Andipatti Arasampatti is a 2002 Indian Tamil-language comedy film directed by Dananjaya. The film stars Pandiarajan and Mansoor Ali Khan. It was released on 4 November 2002. The film is loosely based on the 1989 American film See No Evil, Hear No Evil.

==Plot==

Andipatti, a blind man, and Arasampatti, a deaf man, become friends. Their misadventures as they get caught in a smuggling operation and a murder. Chased by a bungling police duo, and hounded by the anti-social elements who believe the heroes have their priceless Anthrax with which they had planned to destroy the state's population, it is about how Andipatti and Arasampatti extricate themselves from the situation they had inadvertently landed themselves in.

==Production==
Actress Jayarahini changed her stagename to Vilasini to feature in the film.
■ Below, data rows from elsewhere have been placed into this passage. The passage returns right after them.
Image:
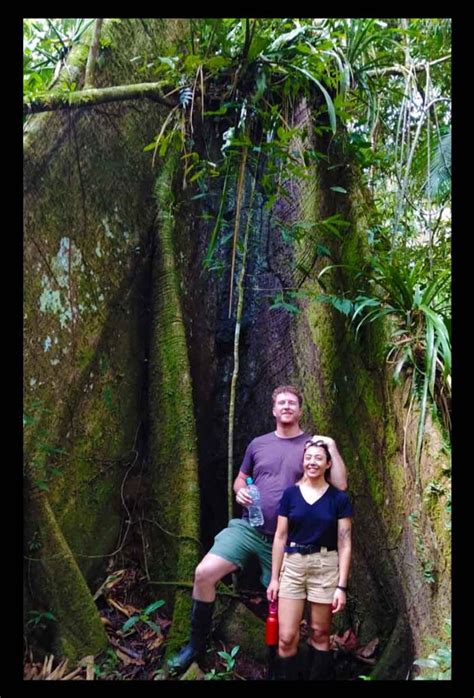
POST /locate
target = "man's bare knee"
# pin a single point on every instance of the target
(212, 568)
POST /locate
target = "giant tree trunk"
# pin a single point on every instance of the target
(114, 284)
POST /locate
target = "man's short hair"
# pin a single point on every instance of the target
(287, 389)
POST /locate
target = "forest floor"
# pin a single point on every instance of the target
(137, 634)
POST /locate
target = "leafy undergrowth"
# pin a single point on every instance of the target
(137, 635)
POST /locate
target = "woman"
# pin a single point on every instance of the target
(311, 557)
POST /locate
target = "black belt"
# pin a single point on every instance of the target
(306, 549)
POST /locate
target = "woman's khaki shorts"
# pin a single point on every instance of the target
(313, 577)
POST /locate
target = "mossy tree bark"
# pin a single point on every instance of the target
(173, 449)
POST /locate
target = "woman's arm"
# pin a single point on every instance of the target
(344, 547)
(278, 550)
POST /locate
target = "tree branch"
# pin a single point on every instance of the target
(91, 97)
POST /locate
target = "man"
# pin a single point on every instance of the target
(274, 461)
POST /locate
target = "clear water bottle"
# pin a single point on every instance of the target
(255, 511)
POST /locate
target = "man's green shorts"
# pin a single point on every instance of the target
(239, 542)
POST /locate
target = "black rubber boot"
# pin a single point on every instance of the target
(201, 619)
(322, 666)
(287, 668)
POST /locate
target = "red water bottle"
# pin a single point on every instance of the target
(271, 625)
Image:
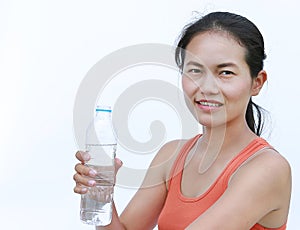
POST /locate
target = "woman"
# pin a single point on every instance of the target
(227, 177)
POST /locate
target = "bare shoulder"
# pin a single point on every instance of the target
(268, 178)
(270, 164)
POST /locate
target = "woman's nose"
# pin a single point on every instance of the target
(207, 85)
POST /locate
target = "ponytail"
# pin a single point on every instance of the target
(256, 125)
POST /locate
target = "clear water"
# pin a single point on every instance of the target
(96, 204)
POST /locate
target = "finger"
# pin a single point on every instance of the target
(85, 170)
(118, 164)
(82, 180)
(80, 189)
(83, 156)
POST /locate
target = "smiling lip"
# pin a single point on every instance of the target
(208, 104)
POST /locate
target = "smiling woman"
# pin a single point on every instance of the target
(227, 177)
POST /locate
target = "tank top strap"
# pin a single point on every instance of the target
(249, 151)
(179, 162)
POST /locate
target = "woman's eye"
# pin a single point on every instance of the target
(226, 73)
(194, 71)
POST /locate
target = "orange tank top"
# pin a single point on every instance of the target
(180, 211)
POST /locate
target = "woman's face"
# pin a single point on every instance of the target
(216, 79)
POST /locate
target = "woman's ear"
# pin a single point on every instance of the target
(258, 82)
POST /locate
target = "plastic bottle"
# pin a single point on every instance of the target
(96, 204)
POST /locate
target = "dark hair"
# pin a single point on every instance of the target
(248, 36)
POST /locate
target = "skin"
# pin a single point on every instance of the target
(259, 192)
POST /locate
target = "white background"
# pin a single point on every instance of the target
(47, 47)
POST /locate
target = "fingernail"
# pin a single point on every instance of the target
(91, 182)
(85, 156)
(92, 173)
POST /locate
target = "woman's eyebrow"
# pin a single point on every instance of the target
(195, 64)
(227, 64)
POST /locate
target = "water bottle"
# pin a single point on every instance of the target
(96, 204)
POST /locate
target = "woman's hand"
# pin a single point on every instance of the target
(84, 176)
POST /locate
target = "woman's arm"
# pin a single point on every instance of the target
(258, 192)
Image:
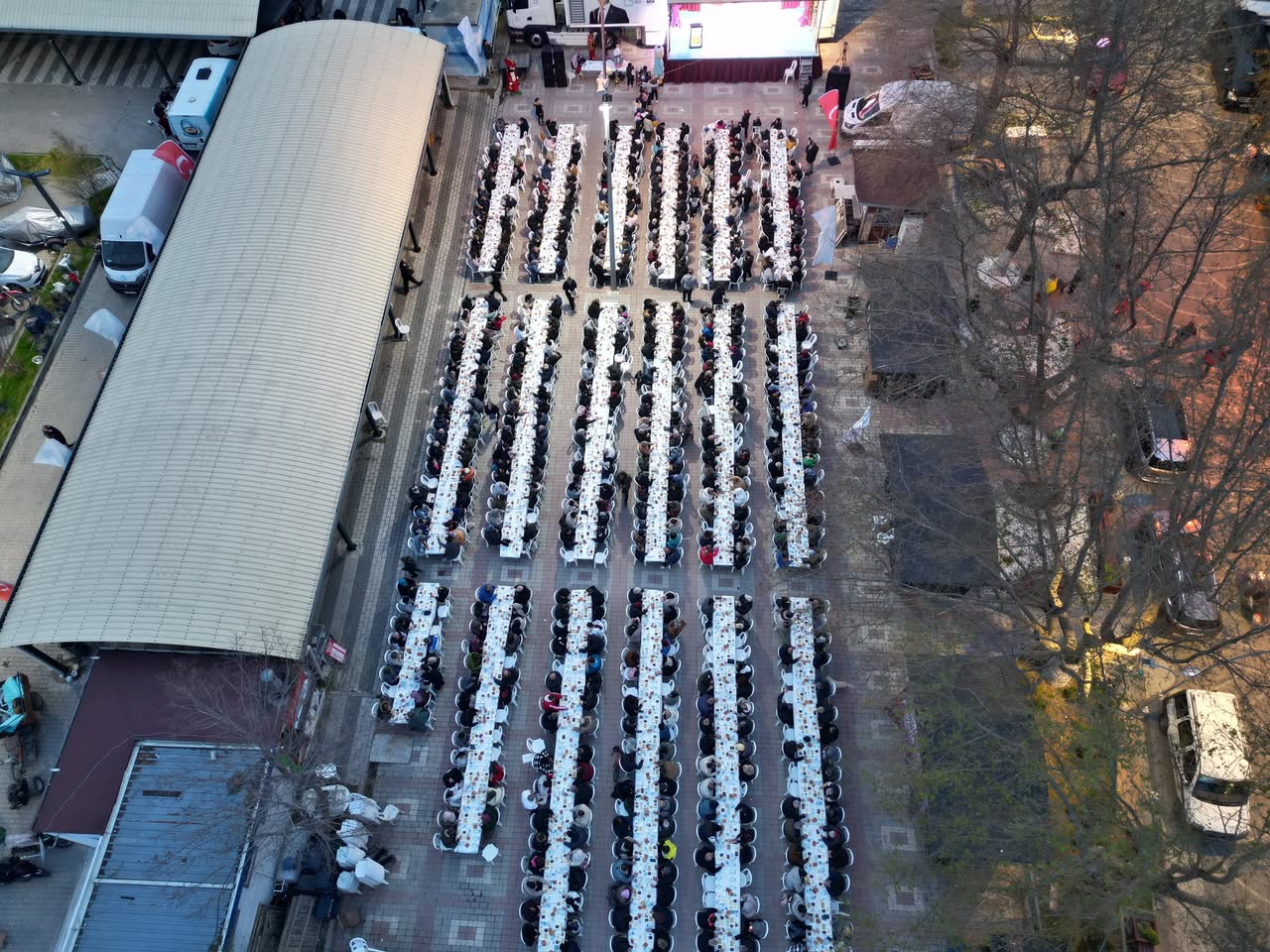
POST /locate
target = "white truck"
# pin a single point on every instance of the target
(193, 109)
(137, 217)
(570, 22)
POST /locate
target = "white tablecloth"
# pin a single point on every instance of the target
(556, 209)
(599, 430)
(423, 625)
(553, 915)
(481, 738)
(720, 206)
(806, 777)
(647, 774)
(779, 182)
(515, 517)
(792, 504)
(508, 153)
(721, 661)
(666, 376)
(451, 463)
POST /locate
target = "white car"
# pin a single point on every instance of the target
(22, 270)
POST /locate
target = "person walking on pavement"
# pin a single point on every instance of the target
(56, 434)
(408, 278)
(688, 285)
(495, 286)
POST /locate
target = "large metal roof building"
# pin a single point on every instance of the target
(200, 502)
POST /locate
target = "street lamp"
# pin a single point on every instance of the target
(606, 107)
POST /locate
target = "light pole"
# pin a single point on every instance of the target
(604, 109)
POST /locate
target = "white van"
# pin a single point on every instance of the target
(1209, 761)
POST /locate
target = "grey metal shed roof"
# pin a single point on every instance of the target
(172, 861)
(200, 500)
(132, 18)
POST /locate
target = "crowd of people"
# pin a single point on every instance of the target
(724, 458)
(527, 407)
(599, 399)
(630, 761)
(806, 470)
(663, 368)
(497, 198)
(795, 751)
(460, 422)
(506, 678)
(668, 177)
(548, 185)
(580, 784)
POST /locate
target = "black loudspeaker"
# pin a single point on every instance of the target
(838, 77)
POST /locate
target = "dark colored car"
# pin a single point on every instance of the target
(1237, 51)
(1160, 445)
(1187, 571)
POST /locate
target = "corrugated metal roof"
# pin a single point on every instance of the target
(203, 19)
(202, 497)
(171, 866)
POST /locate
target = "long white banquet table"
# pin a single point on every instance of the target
(720, 407)
(536, 335)
(647, 774)
(598, 431)
(721, 658)
(783, 223)
(556, 211)
(806, 777)
(665, 377)
(451, 462)
(792, 504)
(675, 144)
(553, 915)
(509, 150)
(481, 737)
(425, 625)
(621, 181)
(720, 207)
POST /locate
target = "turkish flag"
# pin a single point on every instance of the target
(829, 104)
(177, 158)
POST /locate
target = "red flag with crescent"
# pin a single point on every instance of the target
(829, 104)
(177, 158)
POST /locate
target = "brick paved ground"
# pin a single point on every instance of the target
(444, 900)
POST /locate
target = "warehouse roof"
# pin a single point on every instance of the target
(200, 500)
(132, 18)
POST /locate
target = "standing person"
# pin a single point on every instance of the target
(688, 285)
(54, 433)
(495, 286)
(408, 278)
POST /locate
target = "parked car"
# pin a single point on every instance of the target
(21, 270)
(1237, 53)
(1210, 765)
(41, 227)
(1187, 571)
(1160, 444)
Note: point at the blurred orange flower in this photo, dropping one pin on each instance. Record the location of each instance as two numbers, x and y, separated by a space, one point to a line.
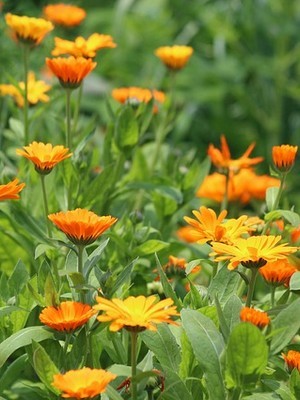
64 14
174 57
85 383
82 227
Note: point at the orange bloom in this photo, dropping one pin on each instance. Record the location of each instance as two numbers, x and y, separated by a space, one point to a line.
67 317
136 313
284 156
82 227
278 272
253 252
255 317
44 156
11 190
81 47
64 14
174 57
70 71
84 383
27 29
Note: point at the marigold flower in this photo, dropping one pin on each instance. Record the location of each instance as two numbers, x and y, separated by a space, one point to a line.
136 313
174 57
11 190
83 47
28 29
85 383
67 317
255 317
253 252
82 227
70 71
64 14
284 156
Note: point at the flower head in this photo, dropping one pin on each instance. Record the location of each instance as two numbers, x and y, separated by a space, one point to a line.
83 47
84 383
136 313
67 317
11 190
253 252
64 14
255 317
28 29
70 71
44 156
174 57
81 226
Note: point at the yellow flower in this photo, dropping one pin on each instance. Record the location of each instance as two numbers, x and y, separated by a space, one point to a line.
44 156
85 383
174 57
81 226
28 29
253 252
83 47
64 14
136 313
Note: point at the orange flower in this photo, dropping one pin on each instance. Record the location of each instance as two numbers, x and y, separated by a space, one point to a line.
278 272
11 190
81 47
85 383
255 317
222 158
67 317
44 156
136 313
81 226
253 252
284 156
174 57
64 14
292 360
70 71
27 29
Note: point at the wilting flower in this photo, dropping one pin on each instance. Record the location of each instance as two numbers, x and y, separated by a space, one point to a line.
70 71
253 252
174 57
85 383
136 313
83 47
82 227
11 190
28 29
67 317
255 317
64 14
284 156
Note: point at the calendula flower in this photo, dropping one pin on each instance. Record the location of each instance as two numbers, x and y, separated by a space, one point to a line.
174 57
85 383
64 14
44 156
81 47
11 190
70 71
284 157
82 227
67 317
136 313
255 317
28 29
292 360
253 252
278 272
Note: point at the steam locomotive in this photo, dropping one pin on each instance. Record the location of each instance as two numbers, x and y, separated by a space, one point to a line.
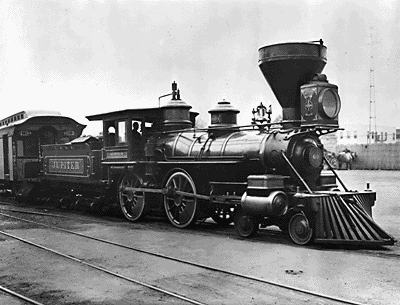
257 175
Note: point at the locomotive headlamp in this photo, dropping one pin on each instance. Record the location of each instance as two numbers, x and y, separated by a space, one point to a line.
329 102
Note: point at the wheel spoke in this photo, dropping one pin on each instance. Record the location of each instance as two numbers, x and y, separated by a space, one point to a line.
180 208
131 206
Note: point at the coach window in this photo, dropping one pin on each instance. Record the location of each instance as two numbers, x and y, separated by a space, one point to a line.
121 132
28 147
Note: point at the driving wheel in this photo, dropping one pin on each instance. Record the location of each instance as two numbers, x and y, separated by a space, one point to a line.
180 202
131 201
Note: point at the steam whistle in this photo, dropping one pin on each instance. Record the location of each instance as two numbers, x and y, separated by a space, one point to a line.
261 115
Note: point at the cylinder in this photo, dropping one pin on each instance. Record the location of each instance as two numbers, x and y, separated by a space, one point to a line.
273 205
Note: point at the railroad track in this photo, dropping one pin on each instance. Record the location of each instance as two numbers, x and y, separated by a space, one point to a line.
170 258
19 296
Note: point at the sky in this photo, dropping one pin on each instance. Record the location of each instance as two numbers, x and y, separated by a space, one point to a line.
89 57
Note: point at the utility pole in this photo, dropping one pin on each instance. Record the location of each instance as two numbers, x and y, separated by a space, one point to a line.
372 106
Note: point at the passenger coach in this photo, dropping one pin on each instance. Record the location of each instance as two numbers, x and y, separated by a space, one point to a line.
21 137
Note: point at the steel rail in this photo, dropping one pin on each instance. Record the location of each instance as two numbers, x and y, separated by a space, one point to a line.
52 215
215 269
20 296
178 296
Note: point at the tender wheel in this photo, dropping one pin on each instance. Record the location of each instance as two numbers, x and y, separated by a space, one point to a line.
245 225
224 215
299 229
131 202
180 202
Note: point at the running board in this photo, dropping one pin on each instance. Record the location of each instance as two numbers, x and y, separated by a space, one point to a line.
343 219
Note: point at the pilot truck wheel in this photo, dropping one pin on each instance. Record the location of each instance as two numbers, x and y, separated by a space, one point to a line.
300 230
245 224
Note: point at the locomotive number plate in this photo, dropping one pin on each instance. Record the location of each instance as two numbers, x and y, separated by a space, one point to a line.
66 166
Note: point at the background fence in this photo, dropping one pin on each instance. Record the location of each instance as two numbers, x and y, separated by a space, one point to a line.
374 156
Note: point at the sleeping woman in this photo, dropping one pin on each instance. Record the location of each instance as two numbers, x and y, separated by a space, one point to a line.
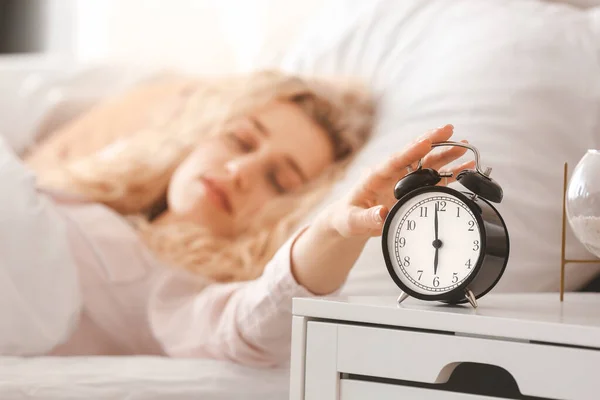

Alongside her commitments for Andipatti Arasampatti, she simultaneously worked on two shelved films Sirppam and Ladies and Gentleman co-starring Livingston.

==Soundtrack==

the soundtrack was composed by Rock Rownder and the film score by S. P. Venkatesh. The soundtrack, released in 2002, features 6 tracks with lyrics written by Rock Rownder.

| Track | Song | Singer(s) | Lyrics | Duration |
| 1 | "Andipatti Arasampatti" | Tippu | Rock Rownder | 5:21 |
| 2 | "Oduthupar Rattanam" | Krishnaraj | 3:55 |
| 3 | "Panganapalli Mengo" (male) | Rock Rownder | 4:03 |
| 4 | "Panganapalli Mengo" (female) | Anuradha Sriram | 4:03 |
| 5 | "Patchaipasu Pasanga" | Sri Ram | 3:12 |
| 6 | "Sundakanji Venuma" | Malgudi Subha | 3:01 |

==Reception==
The film was released on 4 November 2002. Chennai Online wrote "Juvenile in its scripting and its takings, it would do better for the makers to publicise it as a children's film, and target it at the little ones in the audience!".